Le tempie mi pulsavano, il respiro diventava sempre più affannato, gli occhi mi bruciavano per l’affiorare delle lacrime e in preda al delirio gridai verso quel mostro immaginario:
<< Che tu sia maledetto! Hai vinto tu! Affronterò il dolore! Cancellerò ogni senso di colpa così tu potrai sparire dalla mia mente! Però ti prego! Non portarmelo via, lascialo ancora un altro po’ qui accanto a me prima di dirgli addio!>>
Ma il bagliore dei fari illuminò la stanza ormai vuota, sia il vecchio che il grande occhio si erano dissolti e io rimasi lì solo, con le ginocchia incollate al pavimento, con l’orologio tra le mani, versando tutte le lacrime che non avevo mai pianto.

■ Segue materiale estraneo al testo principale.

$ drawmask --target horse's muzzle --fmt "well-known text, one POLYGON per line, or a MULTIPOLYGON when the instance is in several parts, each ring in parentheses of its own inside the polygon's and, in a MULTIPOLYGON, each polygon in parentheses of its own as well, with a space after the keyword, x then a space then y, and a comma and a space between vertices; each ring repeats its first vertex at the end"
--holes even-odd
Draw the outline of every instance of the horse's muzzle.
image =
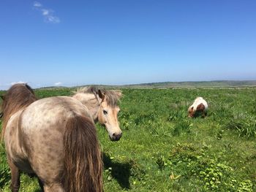
POLYGON ((119 141, 121 135, 122 135, 122 133, 121 133, 119 134, 113 134, 112 137, 110 136, 109 138, 113 142, 117 142, 117 141, 119 141))

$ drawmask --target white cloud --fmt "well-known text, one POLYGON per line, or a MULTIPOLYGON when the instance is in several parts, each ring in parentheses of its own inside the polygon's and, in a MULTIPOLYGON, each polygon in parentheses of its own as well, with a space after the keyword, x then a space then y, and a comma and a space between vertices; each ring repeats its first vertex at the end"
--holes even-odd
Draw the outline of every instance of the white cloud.
POLYGON ((27 83, 26 82, 23 82, 23 81, 18 81, 18 82, 12 82, 11 83, 10 83, 11 85, 13 85, 17 83, 27 83))
POLYGON ((42 4, 40 4, 38 1, 34 1, 34 7, 42 7, 42 4))
POLYGON ((54 83, 54 85, 61 85, 62 84, 61 82, 57 82, 56 83, 54 83))
POLYGON ((39 11, 42 13, 42 15, 44 18, 44 21, 45 23, 59 23, 61 22, 61 20, 54 15, 54 11, 50 9, 43 8, 42 4, 38 1, 34 2, 34 7, 37 10, 39 11))

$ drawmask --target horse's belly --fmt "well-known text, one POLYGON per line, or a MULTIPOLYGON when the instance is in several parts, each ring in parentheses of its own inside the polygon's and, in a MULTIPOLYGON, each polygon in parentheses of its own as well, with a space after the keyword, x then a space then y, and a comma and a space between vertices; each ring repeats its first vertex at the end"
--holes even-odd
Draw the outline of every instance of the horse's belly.
POLYGON ((19 117, 21 113, 22 110, 16 112, 8 121, 4 134, 5 148, 9 158, 19 169, 33 173, 25 149, 20 145, 19 117))

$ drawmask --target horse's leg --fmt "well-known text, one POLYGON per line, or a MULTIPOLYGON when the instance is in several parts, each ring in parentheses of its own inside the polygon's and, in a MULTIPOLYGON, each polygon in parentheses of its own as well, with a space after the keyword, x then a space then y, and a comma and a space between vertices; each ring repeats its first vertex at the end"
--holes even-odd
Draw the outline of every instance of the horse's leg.
POLYGON ((45 192, 44 184, 42 183, 42 180, 39 177, 37 177, 37 180, 38 180, 38 183, 39 183, 39 185, 40 188, 41 188, 42 192, 45 192))
POLYGON ((64 190, 61 183, 51 183, 44 185, 45 192, 64 192, 64 190))
POLYGON ((12 163, 12 161, 7 157, 8 164, 11 169, 12 183, 11 190, 12 192, 18 192, 20 188, 20 171, 18 167, 12 163))

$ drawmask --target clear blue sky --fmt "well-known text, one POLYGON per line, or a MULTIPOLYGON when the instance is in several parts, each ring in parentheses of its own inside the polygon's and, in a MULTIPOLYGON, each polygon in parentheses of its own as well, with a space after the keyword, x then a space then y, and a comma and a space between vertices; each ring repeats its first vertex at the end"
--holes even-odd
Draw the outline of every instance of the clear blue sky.
POLYGON ((256 79, 255 0, 1 0, 0 89, 256 79))

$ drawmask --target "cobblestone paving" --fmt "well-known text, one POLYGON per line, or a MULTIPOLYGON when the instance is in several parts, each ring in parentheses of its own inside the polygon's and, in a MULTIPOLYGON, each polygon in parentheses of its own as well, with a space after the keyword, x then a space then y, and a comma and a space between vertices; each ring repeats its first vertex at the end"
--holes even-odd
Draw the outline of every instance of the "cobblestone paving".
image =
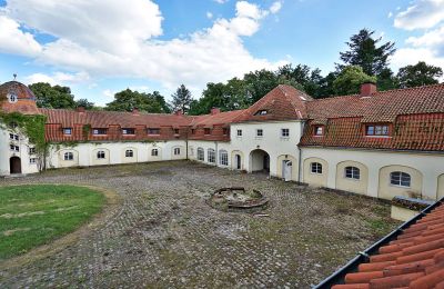
POLYGON ((395 226, 376 200, 185 161, 48 171, 0 186, 39 182, 102 187, 123 203, 74 245, 1 272, 0 288, 310 288, 395 226), (209 193, 226 186, 261 190, 269 217, 208 207, 209 193))

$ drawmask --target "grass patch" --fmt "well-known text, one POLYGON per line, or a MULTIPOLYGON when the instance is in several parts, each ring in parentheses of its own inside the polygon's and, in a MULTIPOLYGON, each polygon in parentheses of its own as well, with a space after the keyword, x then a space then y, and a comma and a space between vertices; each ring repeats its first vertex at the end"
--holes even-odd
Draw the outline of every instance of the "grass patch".
POLYGON ((72 232, 104 203, 102 193, 83 187, 0 187, 0 261, 72 232))

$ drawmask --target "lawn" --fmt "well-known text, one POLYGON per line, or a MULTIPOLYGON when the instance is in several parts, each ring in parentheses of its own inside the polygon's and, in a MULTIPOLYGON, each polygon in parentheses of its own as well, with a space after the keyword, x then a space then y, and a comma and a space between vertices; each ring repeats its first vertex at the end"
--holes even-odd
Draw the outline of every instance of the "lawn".
POLYGON ((84 187, 0 187, 0 261, 72 232, 104 203, 102 193, 84 187))

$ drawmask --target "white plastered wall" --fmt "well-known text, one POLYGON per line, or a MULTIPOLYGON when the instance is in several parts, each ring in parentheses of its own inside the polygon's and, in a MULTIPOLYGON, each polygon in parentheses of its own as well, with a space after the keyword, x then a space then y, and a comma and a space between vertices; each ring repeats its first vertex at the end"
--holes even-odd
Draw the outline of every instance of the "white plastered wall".
MULTIPOLYGON (((414 153, 356 149, 302 148, 302 159, 321 158, 329 163, 326 187, 336 189, 336 168, 343 161, 356 161, 369 169, 367 196, 379 197, 380 171, 387 166, 403 166, 421 172, 421 192, 436 199, 438 176, 444 173, 444 153, 414 153)), ((305 178, 304 178, 305 179, 305 178)))

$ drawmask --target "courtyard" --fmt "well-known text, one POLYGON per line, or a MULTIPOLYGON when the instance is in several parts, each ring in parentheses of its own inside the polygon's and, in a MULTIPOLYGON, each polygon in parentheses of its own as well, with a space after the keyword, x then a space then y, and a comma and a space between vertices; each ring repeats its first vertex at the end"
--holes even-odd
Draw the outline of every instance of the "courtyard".
POLYGON ((70 241, 0 260, 2 288, 310 288, 397 225, 381 200, 189 161, 0 180, 29 183, 95 187, 112 201, 70 241), (269 208, 223 212, 205 202, 234 186, 260 190, 269 208))

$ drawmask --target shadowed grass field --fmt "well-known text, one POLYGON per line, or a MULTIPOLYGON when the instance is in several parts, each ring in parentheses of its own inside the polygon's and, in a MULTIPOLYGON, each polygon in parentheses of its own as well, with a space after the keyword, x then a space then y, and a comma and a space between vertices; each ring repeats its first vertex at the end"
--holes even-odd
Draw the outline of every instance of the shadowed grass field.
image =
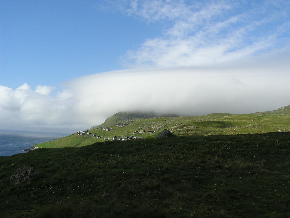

Un dolore mai scomparso che preme per essere ascoltato. E alla fine esplode. Le descrizioni della paura e dell’angoscia mi sono piaciute molto. Rendono tantissimo l’idea del disagio che si sta provando.
Complimenti!
Bravissima Concetta.
Il tuo racconto coinvolgente, inquietando ed emozionando, ci conferma che il dolore deve sempre essere affrontato.